The most fascinating content of this book is the discussion of how people behave in multi-player online games. Numerous examples are given, ranging from piracy and espionage in EVE online to collaborative meeting spaces in 2nd Life. Such aspects of gaming really hit on my own personal research interests of human behavior in technology mediated social networks. One example of human gaming behavior in particular highlights an unexpected application of online gaming worlds: modeling the spread of disease, or epidemiology.

At one point the game World of Warcraft had a game play mechanic where players could contract a disease called "corrupted blood". This disease caused physical harm to the players' characters, and was communicable from one player to another. The disease was never intended to appear except under very controlled circumstances. Once the disease was unleashed, Blizzard had to run rolling restarts of their servers to eradicate the plague.

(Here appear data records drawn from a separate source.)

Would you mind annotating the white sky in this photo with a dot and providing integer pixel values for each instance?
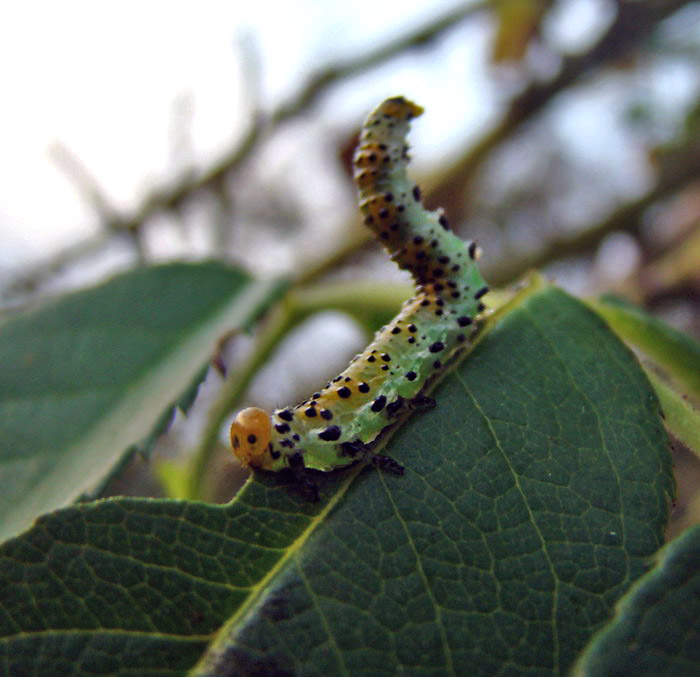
(103, 77)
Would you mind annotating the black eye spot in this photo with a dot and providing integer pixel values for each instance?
(379, 403)
(330, 434)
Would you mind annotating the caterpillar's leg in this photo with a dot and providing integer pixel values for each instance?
(386, 464)
(354, 448)
(422, 403)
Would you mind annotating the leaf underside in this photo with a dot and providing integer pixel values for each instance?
(656, 630)
(87, 377)
(533, 495)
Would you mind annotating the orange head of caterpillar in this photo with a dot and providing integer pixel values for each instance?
(250, 436)
(400, 108)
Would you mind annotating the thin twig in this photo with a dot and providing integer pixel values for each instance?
(172, 196)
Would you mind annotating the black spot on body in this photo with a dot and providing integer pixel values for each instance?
(330, 434)
(295, 460)
(379, 403)
(394, 407)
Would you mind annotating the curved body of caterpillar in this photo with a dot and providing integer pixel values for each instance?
(334, 427)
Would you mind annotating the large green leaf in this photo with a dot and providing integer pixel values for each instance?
(533, 496)
(656, 630)
(86, 377)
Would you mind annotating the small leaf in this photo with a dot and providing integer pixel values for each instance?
(674, 351)
(655, 631)
(85, 378)
(680, 417)
(534, 494)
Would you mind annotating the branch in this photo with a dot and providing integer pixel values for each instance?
(172, 196)
(634, 23)
(626, 218)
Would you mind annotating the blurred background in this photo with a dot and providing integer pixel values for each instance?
(562, 134)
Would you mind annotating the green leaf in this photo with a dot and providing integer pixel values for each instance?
(674, 351)
(680, 416)
(533, 495)
(655, 631)
(87, 377)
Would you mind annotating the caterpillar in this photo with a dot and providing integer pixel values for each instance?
(337, 425)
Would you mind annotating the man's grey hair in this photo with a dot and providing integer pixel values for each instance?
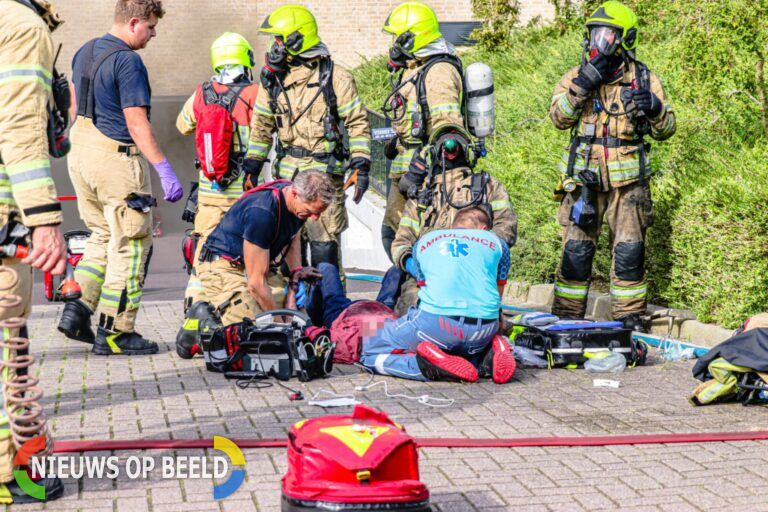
(313, 186)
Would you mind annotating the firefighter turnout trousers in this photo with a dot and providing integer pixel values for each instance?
(111, 273)
(628, 211)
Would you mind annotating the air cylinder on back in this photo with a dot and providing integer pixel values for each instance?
(480, 112)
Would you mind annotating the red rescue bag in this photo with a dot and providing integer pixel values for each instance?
(352, 463)
(214, 132)
(362, 318)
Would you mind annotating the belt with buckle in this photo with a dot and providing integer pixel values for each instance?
(471, 320)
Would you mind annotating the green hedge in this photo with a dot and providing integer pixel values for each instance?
(707, 248)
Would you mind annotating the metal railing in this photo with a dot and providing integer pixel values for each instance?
(379, 163)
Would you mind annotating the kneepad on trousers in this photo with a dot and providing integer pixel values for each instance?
(577, 260)
(387, 237)
(629, 259)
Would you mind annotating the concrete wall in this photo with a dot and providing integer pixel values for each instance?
(178, 58)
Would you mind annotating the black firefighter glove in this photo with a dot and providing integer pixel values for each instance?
(361, 168)
(592, 73)
(390, 148)
(411, 182)
(647, 102)
(190, 207)
(251, 169)
(310, 274)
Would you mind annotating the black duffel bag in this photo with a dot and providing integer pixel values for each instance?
(264, 348)
(564, 343)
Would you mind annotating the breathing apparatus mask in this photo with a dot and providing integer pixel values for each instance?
(603, 40)
(58, 114)
(451, 150)
(399, 53)
(46, 11)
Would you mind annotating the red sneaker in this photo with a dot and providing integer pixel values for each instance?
(499, 363)
(437, 365)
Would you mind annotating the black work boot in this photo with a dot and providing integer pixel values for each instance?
(127, 343)
(54, 489)
(634, 322)
(75, 322)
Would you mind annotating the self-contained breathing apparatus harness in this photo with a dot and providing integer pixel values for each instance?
(228, 101)
(478, 182)
(642, 125)
(331, 120)
(396, 101)
(58, 112)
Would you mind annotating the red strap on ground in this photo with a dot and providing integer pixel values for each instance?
(424, 442)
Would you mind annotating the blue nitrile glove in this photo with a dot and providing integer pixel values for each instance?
(301, 294)
(410, 266)
(169, 181)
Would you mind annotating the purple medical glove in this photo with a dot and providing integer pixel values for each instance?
(170, 183)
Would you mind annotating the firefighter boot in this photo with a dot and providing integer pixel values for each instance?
(437, 365)
(499, 362)
(54, 489)
(75, 322)
(128, 343)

Epidemiologist use complicated statistical models and utility function driven multi-agent simulations to try and predict the spread of diseases. One problem with these models is that they are missing a human component. The models are designed to approximate human behavior on a large scale, but this can only truly be accomplished by measuring actual human behavior.

I'm a little late to the party with this story, but Nina Fefferman has been featured extensively in the press for her 2007 paper with Eric Lofgren titled "The Untapped Potential of Virtual Game Worlds to Shed Light on Real World Epidemics," published in The Lancet Infectious Diseases. Nina has recognized that online gaming worlds contain a wealth of data about human social behavior and that this could be used for epidemiology.

According to Rossignol, these data can be harvested from games without affecting the gamers' experience in any way. An online community could be infected with a disease which exhibits no symptoms at all, but merely spreads in a non-deterministic way. As long as the characters carrying the the disease (or payload) can be identified then useful data will be available to researchers.

Harvesting human behavior patterns for epidemiology is just one of the ways in which modern gaming can benefit society. Passionate gamers and radical scientists like Rossignol and Fefferman are helping to give gaming a good name.